Skip to main content
Version: 2024.05-cpu

2. LKF And ADAM

[Paper RLKEKF]

The article proposes a Recurrent Layer Extended Kalman Filter (LKF) optimizer aimed at accelerating the training of neural network force fields. LKF is an improved version of the Global Extended Kalman Filter (GKF), employing a strategy of splitting large layers and aggregating small layers to reduce computational cost. This approach uses a sparse diagonal block matrix to approximate the dense weight error covariance matrix, thereby enhancing computational efficiency. The authors conducted numerical experiments on 13 common systems and compared LKF with the ADAM optimizer. The experimental results demonstrate that LKF converges faster and is slightly more accurate than ADAM. Additionally, the authors theoretically proved the convergence of the weight updates, overcoming the problem of gradient explosion. Overall, LKF is insensitive to weight initialization and performs well in training neural network force fields.

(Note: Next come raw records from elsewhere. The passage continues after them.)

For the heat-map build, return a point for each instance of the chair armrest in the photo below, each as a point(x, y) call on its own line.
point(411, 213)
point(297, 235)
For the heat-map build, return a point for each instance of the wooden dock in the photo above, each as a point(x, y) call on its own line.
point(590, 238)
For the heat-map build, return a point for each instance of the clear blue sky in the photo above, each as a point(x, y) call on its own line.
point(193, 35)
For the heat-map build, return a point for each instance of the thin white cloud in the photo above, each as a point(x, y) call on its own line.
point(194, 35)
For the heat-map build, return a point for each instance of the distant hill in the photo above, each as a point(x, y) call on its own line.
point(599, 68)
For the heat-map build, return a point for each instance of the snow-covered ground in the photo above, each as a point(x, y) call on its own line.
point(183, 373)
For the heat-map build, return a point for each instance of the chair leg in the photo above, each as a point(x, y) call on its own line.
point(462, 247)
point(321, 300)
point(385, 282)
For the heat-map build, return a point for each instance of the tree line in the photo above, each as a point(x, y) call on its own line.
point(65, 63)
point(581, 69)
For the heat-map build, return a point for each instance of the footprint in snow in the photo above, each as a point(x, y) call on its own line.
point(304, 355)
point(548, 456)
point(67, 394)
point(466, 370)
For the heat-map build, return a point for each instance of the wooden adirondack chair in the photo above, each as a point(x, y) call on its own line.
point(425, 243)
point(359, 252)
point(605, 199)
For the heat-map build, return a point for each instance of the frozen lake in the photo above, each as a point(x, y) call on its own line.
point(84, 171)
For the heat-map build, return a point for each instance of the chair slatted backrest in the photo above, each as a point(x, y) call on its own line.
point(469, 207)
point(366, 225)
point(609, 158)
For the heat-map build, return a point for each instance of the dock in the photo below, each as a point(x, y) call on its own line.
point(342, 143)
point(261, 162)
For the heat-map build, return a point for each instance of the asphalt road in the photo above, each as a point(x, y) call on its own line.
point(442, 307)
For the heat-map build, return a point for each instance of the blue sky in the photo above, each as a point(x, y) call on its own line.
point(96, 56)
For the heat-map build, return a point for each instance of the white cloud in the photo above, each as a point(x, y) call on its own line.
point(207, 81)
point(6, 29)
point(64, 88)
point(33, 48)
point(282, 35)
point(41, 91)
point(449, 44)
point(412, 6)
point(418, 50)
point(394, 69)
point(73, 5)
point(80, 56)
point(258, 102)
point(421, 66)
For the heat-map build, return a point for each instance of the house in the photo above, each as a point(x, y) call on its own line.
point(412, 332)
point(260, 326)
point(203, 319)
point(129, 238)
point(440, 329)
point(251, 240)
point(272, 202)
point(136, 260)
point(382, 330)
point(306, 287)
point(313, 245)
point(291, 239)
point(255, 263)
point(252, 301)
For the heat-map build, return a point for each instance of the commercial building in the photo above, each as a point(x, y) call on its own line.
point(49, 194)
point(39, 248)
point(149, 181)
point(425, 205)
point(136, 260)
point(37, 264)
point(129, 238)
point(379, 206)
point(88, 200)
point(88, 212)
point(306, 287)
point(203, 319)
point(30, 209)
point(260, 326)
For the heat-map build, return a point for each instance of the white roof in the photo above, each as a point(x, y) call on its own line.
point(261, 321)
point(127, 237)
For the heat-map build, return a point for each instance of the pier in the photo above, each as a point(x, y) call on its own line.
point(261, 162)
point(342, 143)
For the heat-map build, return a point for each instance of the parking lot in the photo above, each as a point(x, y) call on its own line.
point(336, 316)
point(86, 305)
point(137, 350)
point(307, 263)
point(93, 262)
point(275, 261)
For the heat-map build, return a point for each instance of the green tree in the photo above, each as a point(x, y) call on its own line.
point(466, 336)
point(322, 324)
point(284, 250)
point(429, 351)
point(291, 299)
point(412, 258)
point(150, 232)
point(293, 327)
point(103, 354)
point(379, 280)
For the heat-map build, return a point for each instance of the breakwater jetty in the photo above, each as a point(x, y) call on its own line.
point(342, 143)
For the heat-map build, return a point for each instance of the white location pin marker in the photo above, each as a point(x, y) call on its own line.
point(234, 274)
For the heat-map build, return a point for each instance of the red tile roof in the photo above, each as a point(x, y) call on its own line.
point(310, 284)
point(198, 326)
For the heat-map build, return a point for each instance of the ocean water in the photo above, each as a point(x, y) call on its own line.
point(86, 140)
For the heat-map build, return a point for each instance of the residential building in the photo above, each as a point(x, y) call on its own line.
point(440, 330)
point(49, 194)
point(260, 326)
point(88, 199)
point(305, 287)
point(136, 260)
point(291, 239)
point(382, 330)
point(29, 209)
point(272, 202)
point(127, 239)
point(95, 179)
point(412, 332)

Partial Experimental Results

Fitting Accuracy

proportion_time

Performance of LKF compared to DFT in terms of energy (meV) and force (meV/Å) for each structure in various systems (the closer the points are to the diagonal, the better the performance). The RMSE of Etot; Eatom and F on the test set, with the structure of the system shown in the bottom right corner of each subplot.

Training Time (VS ADAM)

proportion_time

Speed comparison of LKF and Adam in reaching the accuracy baseline for energy and force based on epochs, iterations (weight updates), and wall-clock time, where 1000 indicates that Adam could not reach the baseline.